En 1564, Giovanni Andrea Gilio fit paraître un dialogue sur les erreurs de Michel-Ange dans son Jugement dernier réalisé dans la chapelle Sixtine vingt ans plus tôt. Entre les deux dates, le concile de Trente a révolutionné le christianisme. Faut-il croire, comme Gilio le suggère, que Michel-Ange est un «païen» tellement épris d’art antique qu’il en a oublié les fondements de l’iconographie religieuse, les principes de la foi et les dogmes sacrés? En somme, un artiste maniériste seulement intéressé par des problèmes de forme?

Une bonne partie du livre de Giovanni Careri sur le Jugement dernier et d’autres fresques de la chapelle Sixtine consiste à défendre l’idée contraire, à savoir que Michel-Ange exprime dans ses peintures un sens très profond du christianisme, proche des mouvements réformateurs catholiques de la première moitié du XVIe siècle, qui fournit une véritable « théologie de l’histoire» (p. 152).

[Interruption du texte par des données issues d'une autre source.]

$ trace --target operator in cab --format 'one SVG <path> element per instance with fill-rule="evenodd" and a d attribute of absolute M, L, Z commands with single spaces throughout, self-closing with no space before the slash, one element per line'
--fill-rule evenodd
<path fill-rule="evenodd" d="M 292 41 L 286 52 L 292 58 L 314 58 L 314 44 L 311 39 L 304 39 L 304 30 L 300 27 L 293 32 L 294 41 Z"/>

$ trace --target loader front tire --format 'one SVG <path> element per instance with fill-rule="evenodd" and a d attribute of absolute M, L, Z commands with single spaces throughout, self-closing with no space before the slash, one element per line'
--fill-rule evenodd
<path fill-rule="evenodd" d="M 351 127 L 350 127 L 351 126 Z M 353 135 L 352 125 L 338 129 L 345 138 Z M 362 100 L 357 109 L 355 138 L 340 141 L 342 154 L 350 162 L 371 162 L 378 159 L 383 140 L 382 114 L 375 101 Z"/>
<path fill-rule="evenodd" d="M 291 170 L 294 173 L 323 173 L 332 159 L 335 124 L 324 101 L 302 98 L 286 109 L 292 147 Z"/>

Cette théologie de l’histoire est illustrée par Michel-Ange de plusieurs manières. La première, qui trouve ses sources dans la figuration médiévale, est la typologie. Elle consiste en l’organisation d’un système d’analogies entre l’Ancien et le Nouveau Testament, les personnages et les actions du premier devenant les « figures », au sens théologique, du second. Ce système fonctionne à plein dans les Bibles moralisées, par exemple. La série des fresques peintes par Piero Perugino, Domenico Ghirlandaio, Sandro Botticelli et consorts dans les années 1480, en deux frises parallèles, l’une représentant la vie de Moïse, l’autre celle de Jésus, est donc analysée par la majorité des historiens de l’art comme une organisation [End Page 1036] typologique – Moïse étant une figure vétérotestamentaire bien connue de Jésus. Le but de cette analogie est de légitimer le pouvoir monarchique que la papauté se bâtissait à l’époque, en escamotant toute trace de violence idéologique et politique que la récupération de l’histoire sacrée juive par les chrétiens impliquait forcément. Une partie des fresques peintes par Michel-Ange entre 1508 et 1512 fonctionne encore suivant ce paradigme.

G. Careri consacre un long chapitre aux Ancêtres du Christ, qui sont peints dans les lunettes et les cintres de la voûte, au-dessus des fresques du Quattrocento. Beaucoup moins célèbres, ces images, qui sont censées représenter la généalogie de Jésus mentionnée au début de l’Évangile de saint Matthieu (dont les noms sont d’ailleurs marqués au centre des lunettes), sont mises en parallèle avec la série des premiers papes peints par Perugino et ses collègues. Ce parallèle permet d’établir une forme de continuité de l’Ancien au Nouveau Testament, mais surtout de marquer le progrès que constitue le passage de la Loi vers la Grâce.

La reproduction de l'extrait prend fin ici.